A new survey finds that 90 percent of developers and property owners are committed to environmentally sustainable construction, with 56 percent “very” or “extremely” committed — but how they conceive of that commitment has changed a lot over time.
Efficiency and cost savings seem to be the biggest motivators. While the majority of respondents said they value sustainable building when it comes to air quality and tenant happiness, only 37 percent said it was extremely or very important to minimize their carbon footprints. Only 48 percent of those committed to sustainable construction said they’re interested in LEED certification, down from 61 percent in 2008.
The U.S. Green Building Council touts LEED certification as the standard in top-performing energy-efficient buildings, though we know that the rating system is full of loopholes that allow massive, energy-guzzling buildings to be certified eco-friendly.
The motivations for going green might be less than noble, but does that matter if we like the results? Cost savings are the impetus behind the awesome greening of the Empire State Building and other New York projects that are creating new green jobs for previously unemployed workers. Some of those workers are picking up new skills at a South Bronx center for environmental job training, which will continue operations this year despite its federal grant running out.

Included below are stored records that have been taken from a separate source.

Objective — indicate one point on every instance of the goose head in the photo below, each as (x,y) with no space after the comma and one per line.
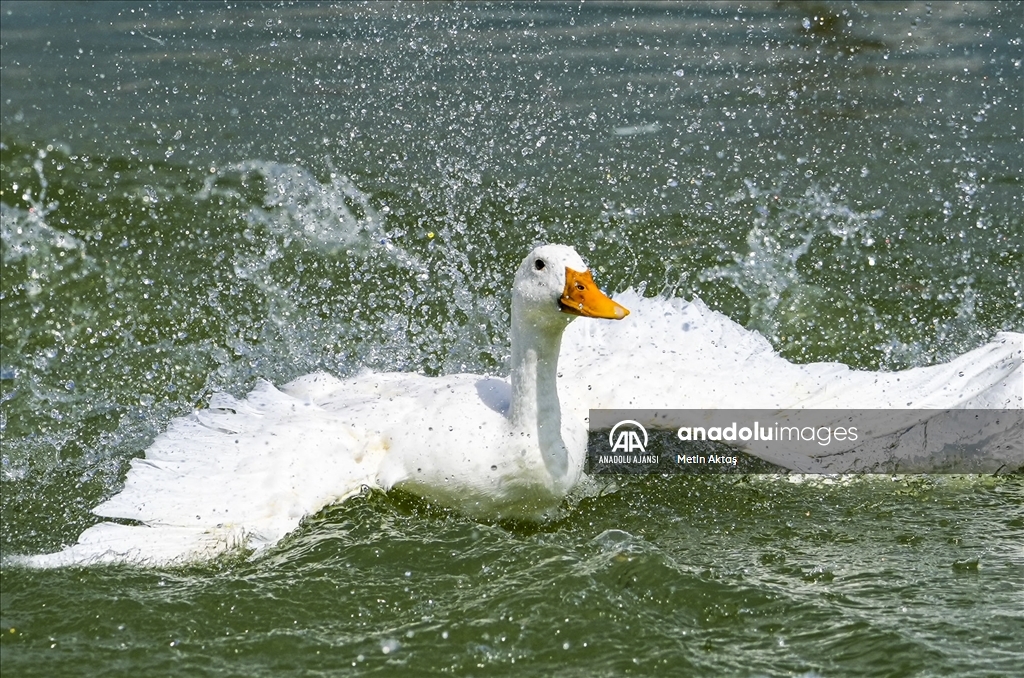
(553,286)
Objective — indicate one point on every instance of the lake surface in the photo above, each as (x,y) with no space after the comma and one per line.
(199,196)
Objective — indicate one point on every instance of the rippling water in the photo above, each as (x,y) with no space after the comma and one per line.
(196,197)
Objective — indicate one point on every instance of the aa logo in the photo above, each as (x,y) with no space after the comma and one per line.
(628,439)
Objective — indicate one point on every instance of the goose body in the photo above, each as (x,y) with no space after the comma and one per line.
(244,472)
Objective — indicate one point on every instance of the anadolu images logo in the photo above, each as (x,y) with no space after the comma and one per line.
(628,440)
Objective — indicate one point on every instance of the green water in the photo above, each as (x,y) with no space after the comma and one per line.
(196,197)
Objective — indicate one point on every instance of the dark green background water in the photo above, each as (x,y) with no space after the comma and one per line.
(198,196)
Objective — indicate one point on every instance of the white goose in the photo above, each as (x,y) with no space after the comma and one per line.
(245,472)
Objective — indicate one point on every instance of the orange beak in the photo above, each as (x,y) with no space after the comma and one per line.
(582,297)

From The New York Times:
Over a third of those hired [after graduating from the Center for Environmental Workforce Training] are working in the energy efficiency field, mostly with companies doing efficiency upgrades for residential and commercial buildings. Another third have found ostensibly green jobs in areas like building maintenance, construction, repairs, sustainable manufacturing and landscaping. The rest of those hired are in occupations that would not be classified as environmentally related.

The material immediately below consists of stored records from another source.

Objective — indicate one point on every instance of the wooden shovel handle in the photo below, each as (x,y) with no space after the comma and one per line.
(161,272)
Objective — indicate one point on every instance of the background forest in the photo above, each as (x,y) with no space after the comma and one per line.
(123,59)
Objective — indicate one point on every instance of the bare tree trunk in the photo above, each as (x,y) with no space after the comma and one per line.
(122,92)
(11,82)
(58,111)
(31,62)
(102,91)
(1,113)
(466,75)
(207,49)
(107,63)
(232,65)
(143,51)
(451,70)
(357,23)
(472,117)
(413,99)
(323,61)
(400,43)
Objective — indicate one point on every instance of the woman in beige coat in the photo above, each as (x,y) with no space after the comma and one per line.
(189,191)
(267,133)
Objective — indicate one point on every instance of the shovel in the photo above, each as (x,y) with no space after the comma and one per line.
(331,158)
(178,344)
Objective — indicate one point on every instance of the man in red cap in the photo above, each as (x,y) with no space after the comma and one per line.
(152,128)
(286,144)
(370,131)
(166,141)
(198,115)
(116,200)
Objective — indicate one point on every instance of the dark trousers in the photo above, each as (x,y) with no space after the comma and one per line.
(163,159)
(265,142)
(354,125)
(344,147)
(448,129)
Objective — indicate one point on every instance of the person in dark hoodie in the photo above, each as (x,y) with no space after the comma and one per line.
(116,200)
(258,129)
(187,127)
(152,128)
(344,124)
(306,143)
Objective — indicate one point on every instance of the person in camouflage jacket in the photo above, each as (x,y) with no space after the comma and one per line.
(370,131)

But as the project’s director, Rebecca Lurie, sees it, “one day, every job will be a green job.’’ In her view, work activity will have to shift in coming years toward conserving natural resources or, at a minimum, not harming the environment …
Lurie, who is the economic development director for the Consortium for Worker Education, said that PlaNYC, the Bloomberg administration’s far-reaching sustainability plan for the city, provided some of the impetus for the training program … She said that groups like her own had determined that making New York’s buildings more energy-efficient would be an important source of jobs in coming years.
If builders are going green for profit, then at least a little bit is trickling down to the work-a-day residents of our beloved sustainable cities. Those green jobs pay, on average, 20 percent more per hour than other construction work. But none of this work will end up truly green — either ecologically or financially — if we keep building in vulnerable coastal “red zones.” Like, oops, New York City.